Thanks for the response. Actually I did figure out the solution to that part of the mystery (forgot to post it here).

It was actually SQLGetData that was failing, and the reason for the difference was that MSSQL apparently doesn't support SQL_ANY_ORDER (I BELIEVE from memory that's the correct attribute) for seeking data in any order as the other drivers did, it's sequential only, so I simply had to re-order the requests (it generates the queries based on fields in an ini file.)

However there's still one other odd problem occuring, and I don't know if it's something on the code level or something on a system level. I suspect system level, but it's worth a shot here. I've tried the application on about 7 or at programs and it works fine. Someone else tried it on 4, only one of which worked, the other 3 all failed with the same error on SQLConnect. Something to the effect of "No default driver or incorrect driver name specified". It, however, is using the exact same connection string as the machines it did work on, and the driver appears to exist on the system (XP and 2k, installs it with the OS.)

Is there anything I'm not thinking of that I should be altering or searching for that could be causing the problems, or is there just an ODBC problem on the failing systems? Is there anything, ODBC-wise, that could affect such a thing?
 
Try to use SQLDriverConnect instead of SQLConnect. When you're using SQLConnect, you must have a data source set up in the ODBC

Ion Filipski
1c.bmp
 
Sorry, I'm actually using SQLDriverConnect, I was going from memory when I sayd SQLConnect :).

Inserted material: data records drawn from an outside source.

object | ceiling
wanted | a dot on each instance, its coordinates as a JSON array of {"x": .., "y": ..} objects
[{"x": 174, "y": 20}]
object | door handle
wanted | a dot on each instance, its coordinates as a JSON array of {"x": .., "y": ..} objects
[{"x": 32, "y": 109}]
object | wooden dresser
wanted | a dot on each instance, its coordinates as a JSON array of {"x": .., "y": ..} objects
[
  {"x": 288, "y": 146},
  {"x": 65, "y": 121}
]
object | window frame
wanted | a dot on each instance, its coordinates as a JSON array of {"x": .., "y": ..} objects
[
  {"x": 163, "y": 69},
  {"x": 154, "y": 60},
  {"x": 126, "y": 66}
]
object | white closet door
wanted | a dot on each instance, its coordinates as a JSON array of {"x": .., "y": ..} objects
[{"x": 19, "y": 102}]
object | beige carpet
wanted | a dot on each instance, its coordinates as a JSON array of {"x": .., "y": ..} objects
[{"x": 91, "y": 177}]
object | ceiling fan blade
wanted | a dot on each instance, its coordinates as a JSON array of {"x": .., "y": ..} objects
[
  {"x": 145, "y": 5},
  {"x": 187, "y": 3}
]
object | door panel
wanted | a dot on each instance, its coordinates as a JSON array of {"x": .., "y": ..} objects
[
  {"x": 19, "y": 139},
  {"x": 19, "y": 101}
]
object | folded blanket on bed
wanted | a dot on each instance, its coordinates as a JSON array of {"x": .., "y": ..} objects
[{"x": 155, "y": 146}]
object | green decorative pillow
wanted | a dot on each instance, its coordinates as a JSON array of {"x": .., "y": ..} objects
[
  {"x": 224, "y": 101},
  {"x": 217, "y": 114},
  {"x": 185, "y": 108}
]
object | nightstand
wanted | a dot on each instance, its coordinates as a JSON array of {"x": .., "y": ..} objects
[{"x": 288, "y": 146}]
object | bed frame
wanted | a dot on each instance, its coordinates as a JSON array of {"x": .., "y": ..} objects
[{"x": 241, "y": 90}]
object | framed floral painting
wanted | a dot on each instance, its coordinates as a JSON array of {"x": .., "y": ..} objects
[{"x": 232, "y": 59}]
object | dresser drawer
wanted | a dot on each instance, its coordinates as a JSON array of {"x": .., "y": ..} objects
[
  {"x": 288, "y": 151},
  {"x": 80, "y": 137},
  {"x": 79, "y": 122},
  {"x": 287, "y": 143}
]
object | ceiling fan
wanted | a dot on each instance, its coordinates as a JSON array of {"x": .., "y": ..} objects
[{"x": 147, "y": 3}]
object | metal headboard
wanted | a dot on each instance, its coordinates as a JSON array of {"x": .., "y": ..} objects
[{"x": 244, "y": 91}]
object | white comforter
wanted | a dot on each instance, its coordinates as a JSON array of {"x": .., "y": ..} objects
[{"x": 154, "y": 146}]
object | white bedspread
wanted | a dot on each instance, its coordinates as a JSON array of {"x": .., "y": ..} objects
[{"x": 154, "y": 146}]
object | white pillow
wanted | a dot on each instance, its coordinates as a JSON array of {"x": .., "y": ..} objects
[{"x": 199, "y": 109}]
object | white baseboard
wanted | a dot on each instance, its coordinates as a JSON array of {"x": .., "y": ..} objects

returncode = SQLDriverConnect(hdbc, NULL, (SQLCHAR*)szdatabase, (short)(strlen(szdatabase)+1), NULL, 0, NULL, SQL_DRIVER_NOPROMPT);

Thanks for catching that though!
 
Ok, the syntax of DSN connection string is
"driver={SQL Server};uid={yourUserName};pwd={password};server={servername};source={databasename}"

see variable szdatabase

Ion Filipski
1c.bmp
 
The connection string format in use is:

DRIVER={SQL Server};SERVER=localhost;DATABASE=vrbtest;UID=sa;PWD=admin;

This has worked on most systems I've tried (and modified for a remote SQL server). However, it has also failed on several.
 
SERVER=localhost may be wrong.
1. You should look with EnterpriseManager for the names of servers. Name of a server does not mean at all name of a computer or some host.
2. If you would access some remote server, the SQL Server Agent should be started on the remote computer as well as SQL Server. In the combo box "Server:" of SQL Server service manager you may see all the accessible servers.

Ion Filipski
1c.bmp
 
That's an interesting point you bring up about SERVER= not being the host machine, as well as the agent. That could become a problem later on.

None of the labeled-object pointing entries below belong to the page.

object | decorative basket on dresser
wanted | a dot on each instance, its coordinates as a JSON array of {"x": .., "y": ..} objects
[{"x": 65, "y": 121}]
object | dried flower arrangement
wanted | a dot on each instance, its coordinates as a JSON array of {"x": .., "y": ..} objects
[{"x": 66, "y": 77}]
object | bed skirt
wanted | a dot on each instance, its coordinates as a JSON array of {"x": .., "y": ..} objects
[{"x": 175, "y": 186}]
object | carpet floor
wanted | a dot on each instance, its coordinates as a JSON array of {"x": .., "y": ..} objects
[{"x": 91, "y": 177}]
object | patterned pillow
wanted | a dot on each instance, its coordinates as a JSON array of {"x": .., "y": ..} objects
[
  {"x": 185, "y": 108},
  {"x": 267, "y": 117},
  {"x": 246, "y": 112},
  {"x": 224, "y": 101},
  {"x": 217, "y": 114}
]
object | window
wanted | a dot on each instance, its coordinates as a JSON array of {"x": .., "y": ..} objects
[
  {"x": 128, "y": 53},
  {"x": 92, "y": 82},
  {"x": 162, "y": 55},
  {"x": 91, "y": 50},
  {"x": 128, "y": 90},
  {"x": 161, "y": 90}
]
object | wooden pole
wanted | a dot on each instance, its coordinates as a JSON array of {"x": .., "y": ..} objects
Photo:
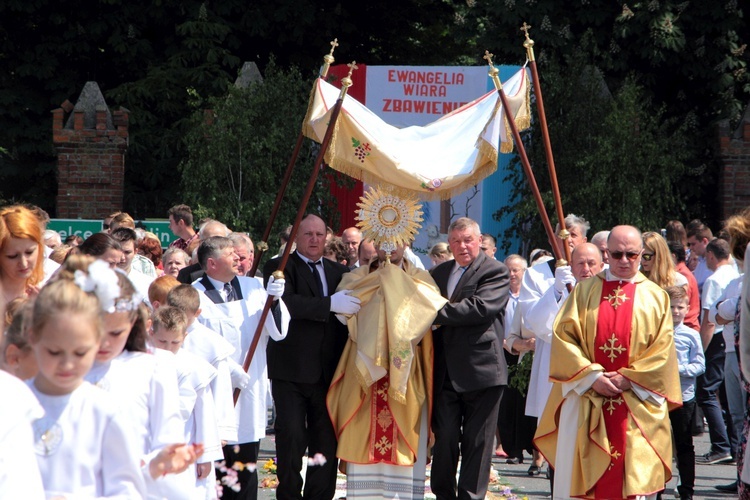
[
  {"x": 262, "y": 245},
  {"x": 524, "y": 159},
  {"x": 564, "y": 234},
  {"x": 346, "y": 82}
]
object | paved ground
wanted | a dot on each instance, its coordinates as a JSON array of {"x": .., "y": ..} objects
[{"x": 707, "y": 476}]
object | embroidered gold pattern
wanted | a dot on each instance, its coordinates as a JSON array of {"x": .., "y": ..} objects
[
  {"x": 610, "y": 404},
  {"x": 385, "y": 419},
  {"x": 617, "y": 297},
  {"x": 383, "y": 446},
  {"x": 611, "y": 350},
  {"x": 614, "y": 454},
  {"x": 382, "y": 391}
]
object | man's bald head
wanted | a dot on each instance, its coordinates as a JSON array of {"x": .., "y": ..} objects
[
  {"x": 351, "y": 237},
  {"x": 367, "y": 253},
  {"x": 585, "y": 261},
  {"x": 624, "y": 247}
]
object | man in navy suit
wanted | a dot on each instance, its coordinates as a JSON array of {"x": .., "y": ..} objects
[
  {"x": 302, "y": 365},
  {"x": 470, "y": 370}
]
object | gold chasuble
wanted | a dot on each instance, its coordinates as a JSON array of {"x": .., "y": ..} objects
[
  {"x": 384, "y": 377},
  {"x": 623, "y": 444}
]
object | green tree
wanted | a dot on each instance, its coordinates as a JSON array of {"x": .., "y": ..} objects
[
  {"x": 619, "y": 158},
  {"x": 238, "y": 151}
]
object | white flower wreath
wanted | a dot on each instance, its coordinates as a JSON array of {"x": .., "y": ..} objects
[{"x": 102, "y": 281}]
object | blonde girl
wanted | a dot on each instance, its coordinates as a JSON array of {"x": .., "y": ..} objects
[
  {"x": 657, "y": 263},
  {"x": 82, "y": 443},
  {"x": 144, "y": 382}
]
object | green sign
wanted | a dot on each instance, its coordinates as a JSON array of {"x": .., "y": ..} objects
[
  {"x": 160, "y": 228},
  {"x": 80, "y": 227},
  {"x": 86, "y": 227}
]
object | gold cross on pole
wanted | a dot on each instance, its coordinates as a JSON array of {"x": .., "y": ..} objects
[
  {"x": 525, "y": 28},
  {"x": 488, "y": 55},
  {"x": 352, "y": 66}
]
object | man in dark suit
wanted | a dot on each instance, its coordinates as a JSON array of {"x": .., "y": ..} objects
[
  {"x": 194, "y": 272},
  {"x": 470, "y": 369},
  {"x": 302, "y": 365}
]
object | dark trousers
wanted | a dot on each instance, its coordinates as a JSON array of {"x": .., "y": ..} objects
[
  {"x": 248, "y": 481},
  {"x": 463, "y": 423},
  {"x": 707, "y": 395},
  {"x": 302, "y": 423},
  {"x": 681, "y": 420}
]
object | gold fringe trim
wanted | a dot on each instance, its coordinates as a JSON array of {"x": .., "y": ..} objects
[
  {"x": 487, "y": 167},
  {"x": 396, "y": 396},
  {"x": 307, "y": 129},
  {"x": 523, "y": 117}
]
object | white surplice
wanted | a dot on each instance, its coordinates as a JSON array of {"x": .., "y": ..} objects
[{"x": 237, "y": 321}]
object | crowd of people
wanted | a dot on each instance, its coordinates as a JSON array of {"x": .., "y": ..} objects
[{"x": 125, "y": 362}]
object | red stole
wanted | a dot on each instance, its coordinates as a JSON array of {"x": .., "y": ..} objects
[
  {"x": 612, "y": 351},
  {"x": 383, "y": 429}
]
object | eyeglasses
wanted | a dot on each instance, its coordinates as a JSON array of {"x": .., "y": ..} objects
[{"x": 631, "y": 256}]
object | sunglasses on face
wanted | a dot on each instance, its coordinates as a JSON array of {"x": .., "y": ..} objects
[{"x": 631, "y": 256}]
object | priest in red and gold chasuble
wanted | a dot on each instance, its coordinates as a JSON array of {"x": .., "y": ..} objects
[{"x": 622, "y": 446}]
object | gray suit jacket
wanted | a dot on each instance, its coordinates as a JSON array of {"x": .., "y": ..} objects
[{"x": 469, "y": 342}]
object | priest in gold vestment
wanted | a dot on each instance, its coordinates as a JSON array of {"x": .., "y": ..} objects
[
  {"x": 381, "y": 394},
  {"x": 615, "y": 377}
]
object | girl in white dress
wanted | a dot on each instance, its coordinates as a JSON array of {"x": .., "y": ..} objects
[
  {"x": 82, "y": 445},
  {"x": 196, "y": 400},
  {"x": 143, "y": 382}
]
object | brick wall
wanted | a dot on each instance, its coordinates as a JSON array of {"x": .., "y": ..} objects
[
  {"x": 91, "y": 150},
  {"x": 734, "y": 150}
]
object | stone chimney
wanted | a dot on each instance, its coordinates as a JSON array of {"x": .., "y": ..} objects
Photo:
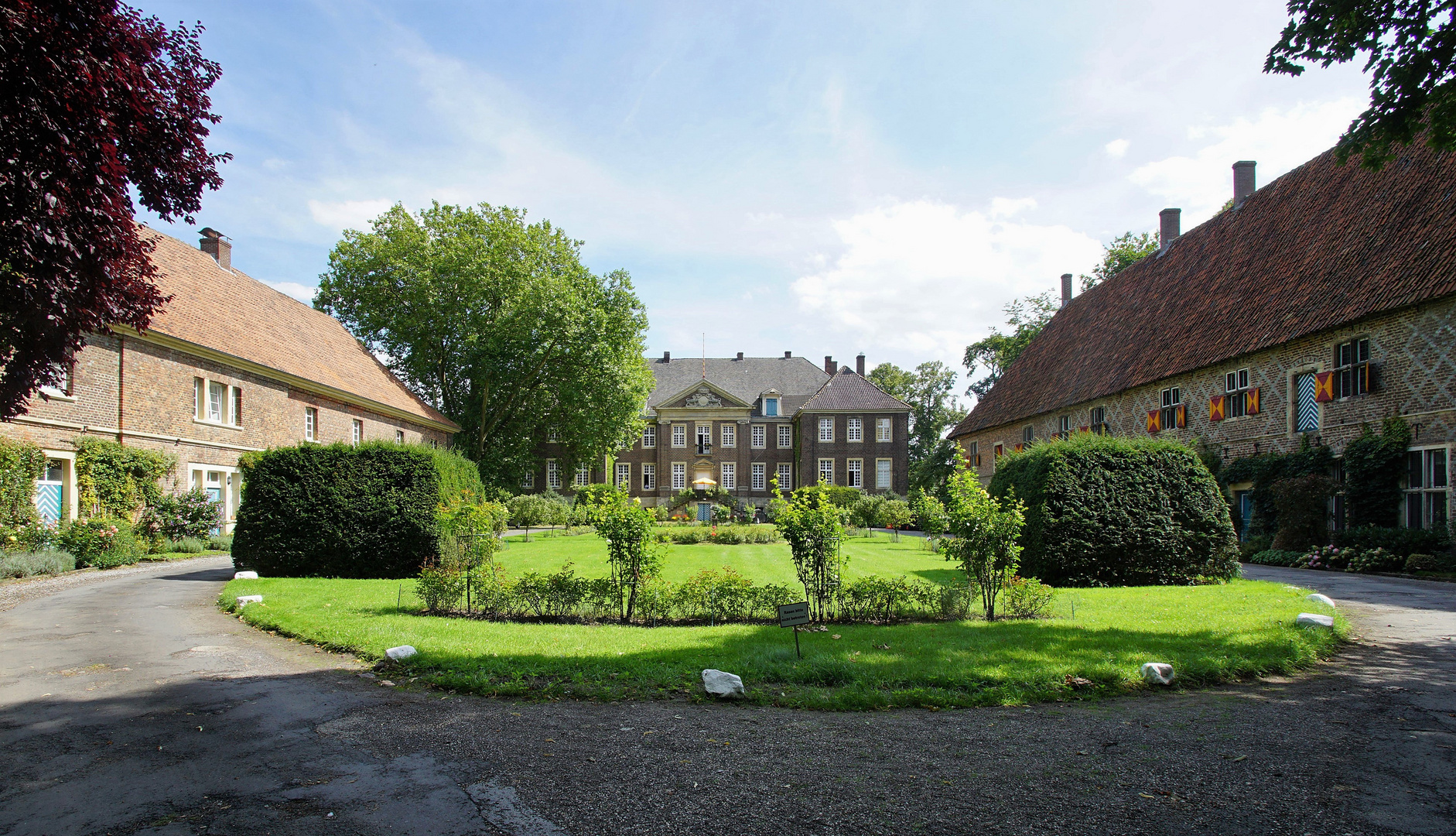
[
  {"x": 1242, "y": 181},
  {"x": 1168, "y": 226},
  {"x": 216, "y": 245}
]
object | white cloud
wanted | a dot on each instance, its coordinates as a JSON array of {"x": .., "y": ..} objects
[
  {"x": 1276, "y": 139},
  {"x": 929, "y": 279}
]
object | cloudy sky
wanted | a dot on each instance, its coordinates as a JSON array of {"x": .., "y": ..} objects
[{"x": 823, "y": 178}]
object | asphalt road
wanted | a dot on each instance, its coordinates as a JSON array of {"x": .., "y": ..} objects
[{"x": 133, "y": 705}]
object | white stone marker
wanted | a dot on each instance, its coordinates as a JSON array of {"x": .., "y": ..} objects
[
  {"x": 721, "y": 684},
  {"x": 1158, "y": 673},
  {"x": 1311, "y": 619}
]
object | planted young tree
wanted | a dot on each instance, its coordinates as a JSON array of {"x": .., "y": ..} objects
[
  {"x": 986, "y": 533},
  {"x": 814, "y": 528}
]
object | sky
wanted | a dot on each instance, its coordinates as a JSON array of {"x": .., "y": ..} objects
[{"x": 820, "y": 178}]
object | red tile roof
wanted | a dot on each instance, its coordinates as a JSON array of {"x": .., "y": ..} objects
[
  {"x": 231, "y": 312},
  {"x": 1321, "y": 246}
]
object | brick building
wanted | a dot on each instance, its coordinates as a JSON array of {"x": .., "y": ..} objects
[
  {"x": 229, "y": 366},
  {"x": 1312, "y": 307},
  {"x": 740, "y": 423}
]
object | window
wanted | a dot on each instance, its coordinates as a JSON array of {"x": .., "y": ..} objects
[
  {"x": 1355, "y": 373},
  {"x": 1426, "y": 485}
]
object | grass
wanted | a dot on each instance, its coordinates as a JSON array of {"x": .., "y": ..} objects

However, the problem right now I believe occurs BEFORE it attempts to connect to the server (if it tries to connect to one that isn't valid, it stalls for a while then reports a timeout and unable to connect. The "[Microsoft][ODBC Driver Manager] Data source name not found and no default driver specified" error seems to involve communication with the ODBC driver on the local machine before it even tries to communicate with a server.
 
I had thought of that, but I'm pretty sure it's there. I think it even installs with Win2k and WinXP, it's not optional.

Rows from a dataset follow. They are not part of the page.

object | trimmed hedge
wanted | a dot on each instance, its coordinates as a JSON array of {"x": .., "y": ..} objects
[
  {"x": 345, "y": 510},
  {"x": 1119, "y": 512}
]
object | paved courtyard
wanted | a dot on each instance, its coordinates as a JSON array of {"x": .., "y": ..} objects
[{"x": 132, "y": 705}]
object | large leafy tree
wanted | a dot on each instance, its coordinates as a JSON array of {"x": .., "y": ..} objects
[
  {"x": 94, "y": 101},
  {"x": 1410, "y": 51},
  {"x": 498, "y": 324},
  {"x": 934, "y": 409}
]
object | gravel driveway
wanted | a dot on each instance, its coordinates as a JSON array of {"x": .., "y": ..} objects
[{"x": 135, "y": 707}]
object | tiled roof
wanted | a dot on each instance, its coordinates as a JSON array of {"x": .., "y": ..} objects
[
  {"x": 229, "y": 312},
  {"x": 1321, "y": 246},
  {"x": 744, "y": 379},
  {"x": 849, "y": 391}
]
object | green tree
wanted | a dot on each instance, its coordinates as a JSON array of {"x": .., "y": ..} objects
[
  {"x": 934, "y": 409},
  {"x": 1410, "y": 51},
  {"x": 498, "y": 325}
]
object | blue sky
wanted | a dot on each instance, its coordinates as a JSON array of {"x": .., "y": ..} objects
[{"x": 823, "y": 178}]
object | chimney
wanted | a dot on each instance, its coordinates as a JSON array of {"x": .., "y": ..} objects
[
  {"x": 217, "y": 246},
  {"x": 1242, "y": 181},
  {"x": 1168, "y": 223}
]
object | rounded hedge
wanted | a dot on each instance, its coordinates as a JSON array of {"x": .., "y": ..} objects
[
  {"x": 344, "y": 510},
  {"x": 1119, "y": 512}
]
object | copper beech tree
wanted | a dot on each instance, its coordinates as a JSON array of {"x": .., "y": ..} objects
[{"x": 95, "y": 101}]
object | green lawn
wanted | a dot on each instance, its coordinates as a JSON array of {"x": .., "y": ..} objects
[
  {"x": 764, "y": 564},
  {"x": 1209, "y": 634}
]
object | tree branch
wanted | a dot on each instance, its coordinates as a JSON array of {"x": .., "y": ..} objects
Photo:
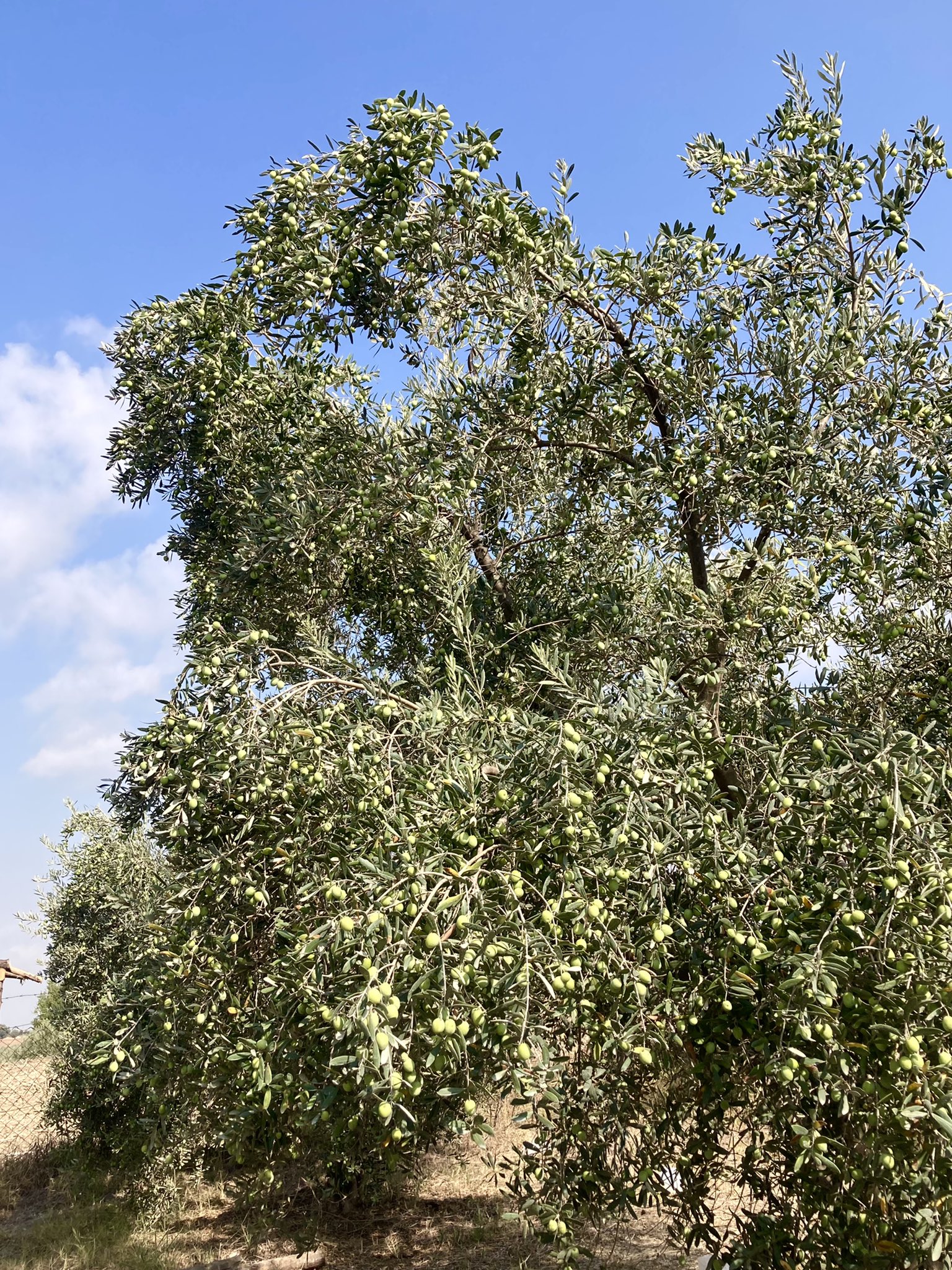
[
  {"x": 490, "y": 568},
  {"x": 687, "y": 502}
]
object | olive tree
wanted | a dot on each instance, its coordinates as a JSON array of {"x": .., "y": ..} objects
[
  {"x": 571, "y": 723},
  {"x": 93, "y": 908}
]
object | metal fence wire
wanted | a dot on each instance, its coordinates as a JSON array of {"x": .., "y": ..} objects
[{"x": 24, "y": 1094}]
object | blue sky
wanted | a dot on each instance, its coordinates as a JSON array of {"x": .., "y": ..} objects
[{"x": 127, "y": 130}]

The MDAC was upgraded to 2.71 as well on all machines (working and non)
 
Currently the order is:

SQLAllocHandle(SQL_HANDLE_ENV, SQL_NULL_HANDLE, &henv);

SQLSetEnvAttr(henv, SQL_ATTR_ODBC_VERSION, (SQLPOINTER)SQL_OV_ODBC3, 0);

SQLAllocHandle(SQL_HANDLE_DBC, henv, &hdbc);

SQLDriverConnect(hdbc, NULL, (SQLCHAR*)szdatabase, (short)(strlen(szdatabase)+1, NULL, 0, NULL, SQL_DRIVER_NOPROMPT);

SQLAllocHandle(SQL_HANDLE_STMT, hdbc, &hstmt);

then continues with post-initialization stuff from there (actual queries etc.)